A empresa já sofria críticas pelo benefício excessivo do dinheiro público, dentro da proposta de formar os “campeões nacionais”, se mostrando recordista em doações eleitorais. No início do mês, a Operação Greenfield da Polícia Federal prendeu Mário Celso Lopes, ex-sócio da Eldorado Celulose, empresa do grupo J&F que também controla a JBS. A prisão apura um contrato de R$ 190 milhões firmado entre a Eldorado e uma empresa de Mário Celso. O MPF investiga o envolvimento dos sócios em gestão supostamente fraudulenta no Fundo de Investimento em Participação Florestal, que recebeu aporte de R$ 550 milhões dos fundos de pensão Petros e Funcef. Agora esses fundos preveem perdas de R$ 1 bilhão devido à sociedade com a Eldorado Celulose.

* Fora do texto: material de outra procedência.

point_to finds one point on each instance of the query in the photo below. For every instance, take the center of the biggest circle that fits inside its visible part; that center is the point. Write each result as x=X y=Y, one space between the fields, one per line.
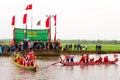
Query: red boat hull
x=88 y=63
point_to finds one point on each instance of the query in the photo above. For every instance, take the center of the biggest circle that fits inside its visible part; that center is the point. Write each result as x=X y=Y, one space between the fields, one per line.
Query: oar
x=57 y=62
x=54 y=63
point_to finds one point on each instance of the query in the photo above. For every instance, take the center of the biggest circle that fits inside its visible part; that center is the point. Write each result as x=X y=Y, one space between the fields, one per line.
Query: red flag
x=24 y=18
x=48 y=22
x=13 y=21
x=55 y=37
x=55 y=20
x=39 y=22
x=29 y=7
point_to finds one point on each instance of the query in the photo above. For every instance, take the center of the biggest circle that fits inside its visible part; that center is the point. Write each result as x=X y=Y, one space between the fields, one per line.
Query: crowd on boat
x=27 y=59
x=85 y=58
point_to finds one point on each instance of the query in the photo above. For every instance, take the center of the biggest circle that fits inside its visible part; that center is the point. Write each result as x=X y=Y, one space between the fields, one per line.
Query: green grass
x=105 y=47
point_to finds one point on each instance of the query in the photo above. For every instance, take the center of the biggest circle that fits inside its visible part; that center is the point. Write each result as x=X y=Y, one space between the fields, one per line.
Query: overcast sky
x=76 y=19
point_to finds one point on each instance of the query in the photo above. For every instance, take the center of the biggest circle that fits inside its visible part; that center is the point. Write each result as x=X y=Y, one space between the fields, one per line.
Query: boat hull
x=34 y=68
x=88 y=63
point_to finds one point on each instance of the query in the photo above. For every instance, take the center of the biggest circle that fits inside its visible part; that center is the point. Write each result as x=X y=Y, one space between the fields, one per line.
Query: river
x=9 y=71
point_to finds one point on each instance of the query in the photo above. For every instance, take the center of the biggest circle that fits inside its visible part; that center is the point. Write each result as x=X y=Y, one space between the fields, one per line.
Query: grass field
x=105 y=47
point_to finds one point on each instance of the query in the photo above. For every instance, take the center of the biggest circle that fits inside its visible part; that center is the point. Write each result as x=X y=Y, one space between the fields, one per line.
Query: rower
x=99 y=60
x=67 y=57
x=87 y=58
x=106 y=59
x=82 y=58
x=72 y=57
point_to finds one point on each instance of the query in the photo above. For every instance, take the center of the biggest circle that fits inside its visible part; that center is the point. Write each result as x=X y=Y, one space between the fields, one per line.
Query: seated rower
x=67 y=57
x=99 y=60
x=82 y=59
x=87 y=58
x=71 y=58
x=106 y=59
x=92 y=60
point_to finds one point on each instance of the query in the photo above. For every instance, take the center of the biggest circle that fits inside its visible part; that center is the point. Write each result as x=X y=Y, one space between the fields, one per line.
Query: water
x=9 y=71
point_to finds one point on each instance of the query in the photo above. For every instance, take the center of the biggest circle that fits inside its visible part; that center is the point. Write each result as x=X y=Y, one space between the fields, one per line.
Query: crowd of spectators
x=24 y=45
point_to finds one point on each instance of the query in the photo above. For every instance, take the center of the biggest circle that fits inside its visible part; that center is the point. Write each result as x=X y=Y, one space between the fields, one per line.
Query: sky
x=76 y=19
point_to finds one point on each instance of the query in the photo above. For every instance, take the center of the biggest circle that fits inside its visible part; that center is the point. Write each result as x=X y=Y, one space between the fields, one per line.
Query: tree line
x=6 y=41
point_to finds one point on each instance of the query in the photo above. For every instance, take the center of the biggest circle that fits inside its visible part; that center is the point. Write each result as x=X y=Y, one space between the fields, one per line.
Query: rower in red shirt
x=82 y=58
x=99 y=60
x=106 y=59
x=67 y=57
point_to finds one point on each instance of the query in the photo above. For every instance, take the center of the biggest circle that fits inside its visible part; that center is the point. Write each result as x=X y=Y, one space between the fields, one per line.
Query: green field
x=105 y=47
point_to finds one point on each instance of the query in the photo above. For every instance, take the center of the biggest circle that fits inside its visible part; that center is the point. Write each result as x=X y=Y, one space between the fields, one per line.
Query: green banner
x=32 y=35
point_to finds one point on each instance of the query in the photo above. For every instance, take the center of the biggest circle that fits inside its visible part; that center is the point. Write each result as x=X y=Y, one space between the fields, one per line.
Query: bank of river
x=9 y=71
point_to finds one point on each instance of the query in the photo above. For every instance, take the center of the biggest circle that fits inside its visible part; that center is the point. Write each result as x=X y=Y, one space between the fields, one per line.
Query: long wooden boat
x=88 y=63
x=34 y=68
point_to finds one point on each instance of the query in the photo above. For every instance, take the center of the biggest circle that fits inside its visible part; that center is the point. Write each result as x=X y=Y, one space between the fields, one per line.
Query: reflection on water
x=47 y=71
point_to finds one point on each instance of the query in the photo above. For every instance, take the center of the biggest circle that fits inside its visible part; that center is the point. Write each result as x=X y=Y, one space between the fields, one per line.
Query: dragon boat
x=88 y=63
x=33 y=68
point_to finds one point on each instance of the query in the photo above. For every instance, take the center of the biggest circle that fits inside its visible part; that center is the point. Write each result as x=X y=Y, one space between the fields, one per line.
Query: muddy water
x=8 y=70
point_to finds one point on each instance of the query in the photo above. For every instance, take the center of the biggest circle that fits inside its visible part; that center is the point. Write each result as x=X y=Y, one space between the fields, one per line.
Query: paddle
x=57 y=62
x=54 y=63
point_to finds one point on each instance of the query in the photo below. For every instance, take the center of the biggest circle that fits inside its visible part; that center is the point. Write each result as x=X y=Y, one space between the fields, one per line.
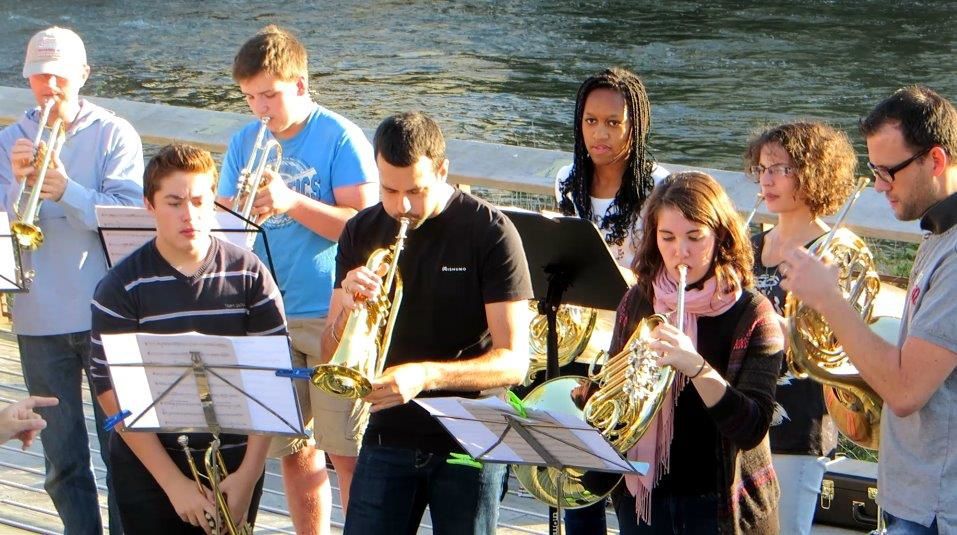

Já a BRF surpreendeu o mercado quando anunciou, no início do mês de março, perdas de R$ 372 milhões em 2016. A inspiração de ser a “Ambev dos alimentos” – com ampla reestruturação corte radical dos custos, globalização dos produtos e fortalecimento de marcas – começou em 2013, com a chegada de Abílio Diniz ao comando. Porém, como o primeiro prejuízo da sua história e o buzz gerado pela Carne Fraca, a empresa terá que promover criativas campanhas de comunicação para reverter os danos e também reforçar a operação agroindustrial para retomar os lucros.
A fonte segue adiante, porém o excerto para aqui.